Leaving my crystal ball at home and unable to get my x-ray vision working, there was no way to answer this question with any real accuracy. Unfortunately, that was not what they wanted to hear. The group of PhD’s surrounding the table looked on with minor disgust, assuming this should be an easy question for a “mold guy” to answer. They were also disappointed because they would not be able to leave the meeting with an immediate production scheduling plan that would help molds run better and eliminate some tooling damage they had suffered in the past from molds being over-run.

 

NO GENERIC NUMBERS

Not wanting disappoint on the first day, I threw out a standard rule of thumb used when pressed for max cycle counts: 250,000 cycles is typically a good starting point for the average injection mold, but it can vary greatly—up or down—depending upon the following production characteristics and mold design features:

  • Resin type, additives, required temperature, corrosiveness, abrasiveness, and flashing tendency.
  • Residue (off-gas) type—powdery, flaky, gummy (tar-like), or oily consistency.
  • Vent locations, depth, and finish.
  • Vent dump size, location, and configuration (ring, channel, blind pockets, etc.)
  • Static vs. dynamic (moving-tooling) vents.
  • Tooling plating type and condition.
  • Tooling tolerances and running fit.
  • Any inaccessible internal bushings or other actuating components.
  • Internal condensation level and mold-plate steel type.
  • O-rings and other internal water-seal leakage history.
  • Specific hot- or cold-runner issues.

Another critical element when determining maximum cycle counts is knowing part defect frequencies and locations that can be affected by many of the above criteria. Part defects “localized” by unbalanced filling or steel variations must be recognized and considered when setting maximum cycle counts. But generally speaking, anytime you over-run a mold, you increase the risk of molding bad parts through burns, shorts, weld lines, or dirty or flashed parts. Mold off-gassing or residue will end up someplace if it can’t escape through clean vents.

 

IN REAL LIFE

Let me say first that stopping and pulling molds for scheduled preventive maintenance is good practice—period. Unfortunately, it not always possible if you want to keep your customers happy.

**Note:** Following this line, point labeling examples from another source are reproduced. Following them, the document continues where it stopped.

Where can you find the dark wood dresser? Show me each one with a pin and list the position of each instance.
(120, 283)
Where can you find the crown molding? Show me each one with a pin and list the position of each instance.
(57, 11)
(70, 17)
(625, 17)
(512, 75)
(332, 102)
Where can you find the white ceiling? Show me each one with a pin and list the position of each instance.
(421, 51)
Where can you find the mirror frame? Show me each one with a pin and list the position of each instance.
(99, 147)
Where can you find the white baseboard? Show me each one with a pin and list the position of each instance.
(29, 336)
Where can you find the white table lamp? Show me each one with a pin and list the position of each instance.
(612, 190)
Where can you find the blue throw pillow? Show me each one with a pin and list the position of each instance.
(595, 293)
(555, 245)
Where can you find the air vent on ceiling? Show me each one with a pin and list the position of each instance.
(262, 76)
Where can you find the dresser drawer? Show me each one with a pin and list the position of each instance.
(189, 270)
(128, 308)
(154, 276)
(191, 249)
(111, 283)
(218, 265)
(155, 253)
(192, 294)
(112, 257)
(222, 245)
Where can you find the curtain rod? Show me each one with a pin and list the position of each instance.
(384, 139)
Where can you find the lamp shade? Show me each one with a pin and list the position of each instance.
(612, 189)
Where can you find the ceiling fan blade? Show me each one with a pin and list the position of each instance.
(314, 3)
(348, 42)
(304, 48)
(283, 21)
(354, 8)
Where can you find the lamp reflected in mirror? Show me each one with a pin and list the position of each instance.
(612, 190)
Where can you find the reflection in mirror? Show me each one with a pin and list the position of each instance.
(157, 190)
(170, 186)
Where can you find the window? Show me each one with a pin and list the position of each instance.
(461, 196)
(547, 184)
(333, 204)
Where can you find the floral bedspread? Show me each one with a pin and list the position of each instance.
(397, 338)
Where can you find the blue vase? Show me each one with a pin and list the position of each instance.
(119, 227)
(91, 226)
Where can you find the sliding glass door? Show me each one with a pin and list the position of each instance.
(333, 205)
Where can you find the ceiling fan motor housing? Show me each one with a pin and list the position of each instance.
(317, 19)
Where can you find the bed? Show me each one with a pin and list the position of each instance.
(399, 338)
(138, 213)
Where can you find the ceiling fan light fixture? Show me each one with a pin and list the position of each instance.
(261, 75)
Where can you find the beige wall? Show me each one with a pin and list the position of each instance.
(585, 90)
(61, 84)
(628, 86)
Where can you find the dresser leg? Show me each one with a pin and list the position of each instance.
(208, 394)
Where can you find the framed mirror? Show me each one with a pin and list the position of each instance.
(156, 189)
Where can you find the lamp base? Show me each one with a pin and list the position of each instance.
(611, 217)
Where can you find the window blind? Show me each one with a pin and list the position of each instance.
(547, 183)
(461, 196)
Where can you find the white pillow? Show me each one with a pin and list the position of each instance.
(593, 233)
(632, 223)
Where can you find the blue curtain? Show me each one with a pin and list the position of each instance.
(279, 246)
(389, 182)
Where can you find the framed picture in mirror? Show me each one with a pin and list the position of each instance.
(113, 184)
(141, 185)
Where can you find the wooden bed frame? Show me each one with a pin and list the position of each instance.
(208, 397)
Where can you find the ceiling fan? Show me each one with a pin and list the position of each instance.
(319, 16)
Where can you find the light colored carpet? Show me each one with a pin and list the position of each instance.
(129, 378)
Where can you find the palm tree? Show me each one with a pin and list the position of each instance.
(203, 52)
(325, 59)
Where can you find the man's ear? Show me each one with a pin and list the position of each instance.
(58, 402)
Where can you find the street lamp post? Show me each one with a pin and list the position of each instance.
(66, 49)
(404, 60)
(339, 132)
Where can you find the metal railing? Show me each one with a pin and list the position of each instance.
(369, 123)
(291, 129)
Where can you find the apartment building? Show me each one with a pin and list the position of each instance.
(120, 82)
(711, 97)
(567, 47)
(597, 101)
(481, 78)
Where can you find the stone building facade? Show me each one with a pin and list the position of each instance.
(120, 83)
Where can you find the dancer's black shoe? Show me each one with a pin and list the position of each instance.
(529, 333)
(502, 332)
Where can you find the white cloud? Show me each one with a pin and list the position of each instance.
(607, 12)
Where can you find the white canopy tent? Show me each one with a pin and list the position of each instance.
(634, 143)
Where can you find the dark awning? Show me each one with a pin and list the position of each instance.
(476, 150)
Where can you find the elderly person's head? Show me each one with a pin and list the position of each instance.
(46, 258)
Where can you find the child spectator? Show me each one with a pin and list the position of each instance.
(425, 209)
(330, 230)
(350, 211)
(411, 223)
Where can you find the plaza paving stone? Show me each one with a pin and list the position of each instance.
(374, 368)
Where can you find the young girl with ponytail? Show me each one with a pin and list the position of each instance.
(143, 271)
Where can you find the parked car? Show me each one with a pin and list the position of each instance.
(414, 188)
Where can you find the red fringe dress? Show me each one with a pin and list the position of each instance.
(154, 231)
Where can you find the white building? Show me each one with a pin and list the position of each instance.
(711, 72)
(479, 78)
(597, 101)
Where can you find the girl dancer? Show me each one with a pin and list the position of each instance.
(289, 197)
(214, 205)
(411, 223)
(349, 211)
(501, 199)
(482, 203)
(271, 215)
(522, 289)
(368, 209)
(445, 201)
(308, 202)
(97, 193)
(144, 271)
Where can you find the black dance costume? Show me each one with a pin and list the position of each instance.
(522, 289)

Obviously, if a mold was pulled for a good cleaning every time its maximum cycle number lit up, those responsible for mold maintenance would be grateful. With scheduled maintenance, it is much easier to more accurately gauge the labor hours required to disassemble, clean, and return the mold to production, knowing that the tooling has not been worn prematurely with gummed up close fits. “No surprises” in mold repair is always a good thing for schedulers and for the tooling and labor budget. But in the real world this seldom happens because “Production rules.”

Molders are customer driven—as they need to be—when it comes to running a mold to complete an order. If a couple more hours, shifts, days, or even weeks are required to complete an order, the mold will run—or lock up trying.

So why bother setting max cycle counts if they are not adhered to? Although we may not always be able to clean every mold every time it needs it, timely cleaning is critical with some molds because of the damage that can occur when maximum cycle counts are ignored. When steel is gone—it’s gone. So the challenge in the shop is to know max counts for molds along with a “safe range” in which molds should be pulled if possible, but may be run longer without undue damage if there’s danger of missing the production schedule.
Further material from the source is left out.